Portions of the book are in numerical
cipher, which Crowley claimed the inability to decode (Setian
Michael Aquino later claimed to be able to decode them). Thelemic dogma explains this by pointing to a warning within the
Book of the Law — the speaker supposedly warned that the scribe,
Ankh-af-na-khonsu (Aleister Crowley), was never to attempt to decode the ciphers, for to do so would end only in folly. The later-written
The Law is For All sees Crowley warning everyone not to discuss the writing amongst fellow critics, for fear that a
dogmatic position would arise. While he declared a "new Equinox of the Gods" in early 1904, supposedly passing on the revelation of
March 20 to the occult community, it took years for Crowley to fully accept the writing of the
Book of the Law and follow its doctrine. Only after countless attempts to test its writings did he come to embrace them as the official doctrine of the New Aeon of Horus. The remainder of his professional and personal careers were spent expanding the new frontiers of scientific
illuminism.
Rose and Aleister had a daughter, whom Crowley named Nicole Ma Ahathoor Hecate Sappho Jezebel Lilith Crowley, in July of 1904. This child died in 1906, during the two and a half months when Crowley had left her with Rose (after a family trip through China). They had another daughter, Lola Zaza, in the summer of that year, and Crowley devised a special ritual of thanksgiving for her birth.
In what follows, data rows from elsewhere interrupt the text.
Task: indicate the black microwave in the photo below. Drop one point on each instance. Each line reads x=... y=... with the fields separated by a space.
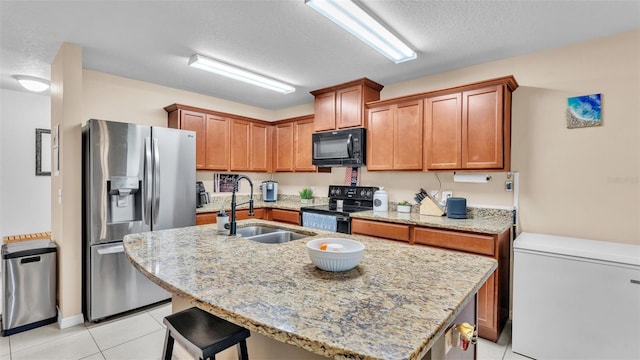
x=346 y=147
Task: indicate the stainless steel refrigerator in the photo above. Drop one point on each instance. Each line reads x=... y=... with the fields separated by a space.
x=136 y=178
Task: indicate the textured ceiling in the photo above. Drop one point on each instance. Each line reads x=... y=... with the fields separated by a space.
x=152 y=41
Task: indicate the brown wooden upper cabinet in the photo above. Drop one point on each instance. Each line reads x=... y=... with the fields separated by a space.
x=302 y=131
x=394 y=136
x=342 y=106
x=283 y=146
x=469 y=128
x=250 y=146
x=212 y=135
x=292 y=145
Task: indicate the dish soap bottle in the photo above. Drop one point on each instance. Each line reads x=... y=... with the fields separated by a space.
x=380 y=200
x=222 y=219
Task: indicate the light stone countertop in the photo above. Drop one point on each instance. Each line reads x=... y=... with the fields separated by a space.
x=481 y=220
x=486 y=221
x=394 y=305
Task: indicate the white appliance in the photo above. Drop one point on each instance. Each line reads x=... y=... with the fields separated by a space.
x=575 y=298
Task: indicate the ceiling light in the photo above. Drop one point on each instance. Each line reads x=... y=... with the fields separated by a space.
x=204 y=63
x=32 y=83
x=356 y=21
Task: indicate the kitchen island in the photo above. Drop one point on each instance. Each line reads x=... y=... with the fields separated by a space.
x=396 y=304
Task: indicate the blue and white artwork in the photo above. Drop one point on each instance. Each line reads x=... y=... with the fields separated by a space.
x=584 y=111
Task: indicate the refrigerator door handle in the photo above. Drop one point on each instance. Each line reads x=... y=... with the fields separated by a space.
x=111 y=250
x=156 y=180
x=147 y=181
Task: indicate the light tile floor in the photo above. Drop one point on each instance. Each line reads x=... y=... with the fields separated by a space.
x=140 y=336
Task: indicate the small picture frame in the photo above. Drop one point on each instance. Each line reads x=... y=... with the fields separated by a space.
x=43 y=152
x=584 y=111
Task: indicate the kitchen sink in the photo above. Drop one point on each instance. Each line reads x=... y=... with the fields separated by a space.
x=250 y=231
x=277 y=237
x=269 y=235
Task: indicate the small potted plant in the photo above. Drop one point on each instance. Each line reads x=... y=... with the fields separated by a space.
x=404 y=206
x=306 y=196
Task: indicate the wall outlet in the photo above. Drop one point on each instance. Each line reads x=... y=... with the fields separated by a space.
x=508 y=185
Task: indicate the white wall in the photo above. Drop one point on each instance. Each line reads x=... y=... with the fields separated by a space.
x=25 y=205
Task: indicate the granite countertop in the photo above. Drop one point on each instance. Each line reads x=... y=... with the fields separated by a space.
x=481 y=220
x=394 y=305
x=286 y=204
x=488 y=221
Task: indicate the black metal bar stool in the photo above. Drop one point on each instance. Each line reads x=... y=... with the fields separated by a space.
x=203 y=334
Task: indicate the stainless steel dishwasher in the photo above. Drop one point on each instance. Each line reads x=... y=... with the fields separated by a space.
x=29 y=281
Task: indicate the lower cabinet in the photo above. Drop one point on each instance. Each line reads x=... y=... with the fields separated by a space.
x=493 y=296
x=380 y=229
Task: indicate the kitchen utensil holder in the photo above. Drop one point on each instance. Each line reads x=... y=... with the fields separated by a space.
x=429 y=207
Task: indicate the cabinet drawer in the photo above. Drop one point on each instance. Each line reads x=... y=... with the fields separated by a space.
x=287 y=216
x=473 y=243
x=244 y=214
x=380 y=229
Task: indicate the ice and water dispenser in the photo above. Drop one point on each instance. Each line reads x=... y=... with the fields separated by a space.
x=124 y=199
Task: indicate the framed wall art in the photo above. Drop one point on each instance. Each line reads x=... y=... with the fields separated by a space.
x=584 y=111
x=43 y=152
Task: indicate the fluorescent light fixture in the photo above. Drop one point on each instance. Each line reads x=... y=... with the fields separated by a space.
x=474 y=178
x=356 y=21
x=32 y=83
x=217 y=67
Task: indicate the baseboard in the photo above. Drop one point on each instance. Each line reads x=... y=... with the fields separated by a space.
x=69 y=321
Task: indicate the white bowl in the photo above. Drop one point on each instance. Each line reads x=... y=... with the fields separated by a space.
x=343 y=259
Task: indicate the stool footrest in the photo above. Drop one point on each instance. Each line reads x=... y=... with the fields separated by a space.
x=203 y=334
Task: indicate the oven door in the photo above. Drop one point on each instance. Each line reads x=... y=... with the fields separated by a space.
x=326 y=221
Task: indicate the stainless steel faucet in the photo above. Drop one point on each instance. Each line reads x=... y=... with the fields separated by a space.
x=232 y=223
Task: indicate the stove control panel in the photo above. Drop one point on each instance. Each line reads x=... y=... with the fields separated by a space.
x=352 y=192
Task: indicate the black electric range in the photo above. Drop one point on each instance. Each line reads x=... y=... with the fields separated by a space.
x=343 y=200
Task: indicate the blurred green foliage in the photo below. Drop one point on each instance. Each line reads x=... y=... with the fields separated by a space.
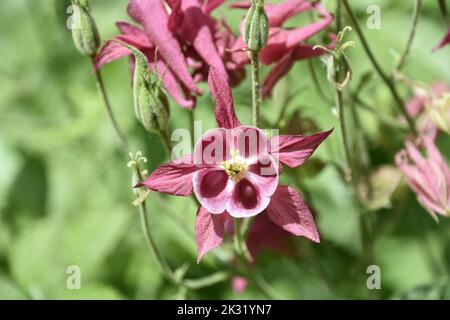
x=65 y=195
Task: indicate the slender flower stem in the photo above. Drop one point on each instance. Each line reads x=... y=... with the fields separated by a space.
x=192 y=127
x=412 y=32
x=444 y=11
x=319 y=90
x=386 y=79
x=150 y=242
x=348 y=167
x=350 y=175
x=239 y=243
x=251 y=272
x=256 y=87
x=152 y=248
x=101 y=88
x=338 y=16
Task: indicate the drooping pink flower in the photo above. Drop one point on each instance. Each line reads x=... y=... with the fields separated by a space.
x=445 y=41
x=185 y=37
x=234 y=173
x=285 y=46
x=416 y=107
x=428 y=176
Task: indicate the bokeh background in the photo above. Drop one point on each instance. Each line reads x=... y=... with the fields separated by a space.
x=65 y=196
He performed a thanksgiving ritual before his first claimed success in what he called the "Abramelin operation", on
9 October 1906. This was his implementation of a magical work described in
The Book of the Sacred Magic of Abramelin the Mage. The events of that year gave the Abramelin book a central role in Crowley's system. He described the primary goal of the "
Great Work" using a term from this book: "the Knowledge and Conversation of the
Holy Guardian Angel". An essay in the first number of
The Equinox gives several reasons for this choice of names:
# Because Abramelin's system is so simple and effective.
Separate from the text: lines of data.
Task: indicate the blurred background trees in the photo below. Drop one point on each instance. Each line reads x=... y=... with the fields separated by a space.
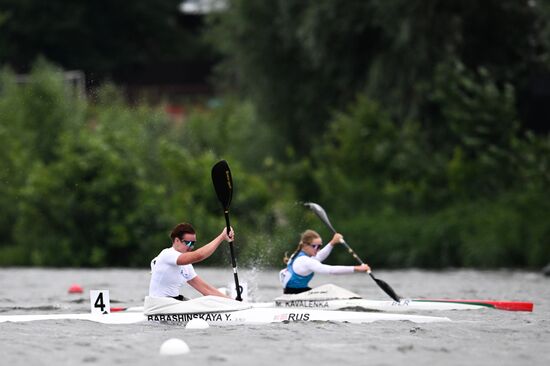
x=422 y=128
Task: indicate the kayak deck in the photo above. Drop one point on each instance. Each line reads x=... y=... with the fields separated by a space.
x=248 y=316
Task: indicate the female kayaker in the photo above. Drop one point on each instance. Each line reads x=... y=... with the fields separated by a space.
x=306 y=261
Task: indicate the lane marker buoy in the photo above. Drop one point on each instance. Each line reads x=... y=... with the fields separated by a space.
x=174 y=347
x=197 y=323
x=75 y=289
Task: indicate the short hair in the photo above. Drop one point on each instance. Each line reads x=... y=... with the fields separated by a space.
x=180 y=230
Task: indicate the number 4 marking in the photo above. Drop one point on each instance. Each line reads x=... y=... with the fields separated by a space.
x=99 y=302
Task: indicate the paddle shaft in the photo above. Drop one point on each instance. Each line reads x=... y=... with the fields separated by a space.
x=320 y=212
x=238 y=288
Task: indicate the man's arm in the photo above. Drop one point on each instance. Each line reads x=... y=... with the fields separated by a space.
x=204 y=288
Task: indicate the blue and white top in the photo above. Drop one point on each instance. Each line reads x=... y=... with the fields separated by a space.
x=301 y=268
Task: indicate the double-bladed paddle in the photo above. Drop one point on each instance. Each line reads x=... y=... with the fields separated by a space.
x=320 y=212
x=223 y=184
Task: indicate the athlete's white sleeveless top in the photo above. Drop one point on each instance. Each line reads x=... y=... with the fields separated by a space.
x=167 y=276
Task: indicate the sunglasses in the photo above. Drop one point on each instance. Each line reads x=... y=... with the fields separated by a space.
x=189 y=243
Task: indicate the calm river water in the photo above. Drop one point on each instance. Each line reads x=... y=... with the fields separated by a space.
x=477 y=337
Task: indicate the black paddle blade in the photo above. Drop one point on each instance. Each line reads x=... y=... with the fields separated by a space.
x=223 y=183
x=319 y=211
x=386 y=288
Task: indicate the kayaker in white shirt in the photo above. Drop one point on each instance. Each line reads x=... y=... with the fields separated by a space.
x=174 y=266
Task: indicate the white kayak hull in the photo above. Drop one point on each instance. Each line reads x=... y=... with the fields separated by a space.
x=248 y=316
x=404 y=305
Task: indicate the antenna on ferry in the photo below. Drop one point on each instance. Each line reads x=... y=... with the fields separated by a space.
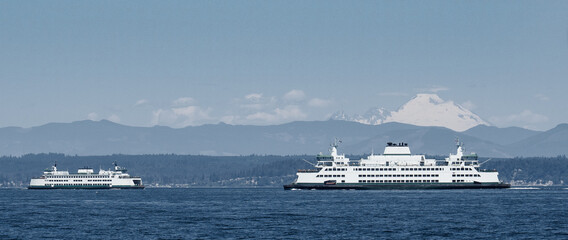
x=308 y=162
x=485 y=161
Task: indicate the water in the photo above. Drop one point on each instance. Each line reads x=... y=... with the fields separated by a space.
x=530 y=213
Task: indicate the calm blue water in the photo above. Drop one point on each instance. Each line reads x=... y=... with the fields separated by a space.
x=275 y=213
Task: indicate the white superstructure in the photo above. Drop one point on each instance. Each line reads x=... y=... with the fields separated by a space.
x=86 y=178
x=397 y=167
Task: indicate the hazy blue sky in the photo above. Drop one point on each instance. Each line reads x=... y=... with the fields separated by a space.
x=179 y=63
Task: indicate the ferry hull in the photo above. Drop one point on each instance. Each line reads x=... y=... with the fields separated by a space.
x=85 y=187
x=401 y=186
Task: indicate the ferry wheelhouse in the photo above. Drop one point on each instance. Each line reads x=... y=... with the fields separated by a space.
x=85 y=178
x=397 y=168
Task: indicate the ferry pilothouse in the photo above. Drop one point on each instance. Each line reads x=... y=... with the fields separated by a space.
x=85 y=178
x=396 y=168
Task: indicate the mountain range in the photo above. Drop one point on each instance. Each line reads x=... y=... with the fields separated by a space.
x=303 y=137
x=422 y=110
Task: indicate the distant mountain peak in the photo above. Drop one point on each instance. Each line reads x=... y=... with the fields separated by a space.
x=424 y=109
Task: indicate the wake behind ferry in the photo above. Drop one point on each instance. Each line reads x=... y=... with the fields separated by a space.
x=85 y=178
x=396 y=168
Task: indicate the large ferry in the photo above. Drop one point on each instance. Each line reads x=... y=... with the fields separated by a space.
x=85 y=178
x=396 y=168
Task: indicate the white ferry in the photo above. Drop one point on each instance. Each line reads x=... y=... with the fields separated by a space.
x=85 y=178
x=396 y=168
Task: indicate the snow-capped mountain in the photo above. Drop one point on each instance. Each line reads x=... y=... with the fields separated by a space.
x=422 y=110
# Because since all theories of the universe are absurd it is better to talk in the language of one which is patently absurd, so as to mortify the metaphysical man.
# Because a child can understand it.
Crowley was notorious in his lifetime — a frequent target of attacks in the
tabloid press, which labelled him "The Wickedest Man in the World" to his evident amusement. At one point, he was expelled from
Italy after having established a
commune, the organization of which was based on his personal philosophies, the
Abbey of Thelema, at
Cefalù, Sicily.
Aleister and Rose were divorced in 1909.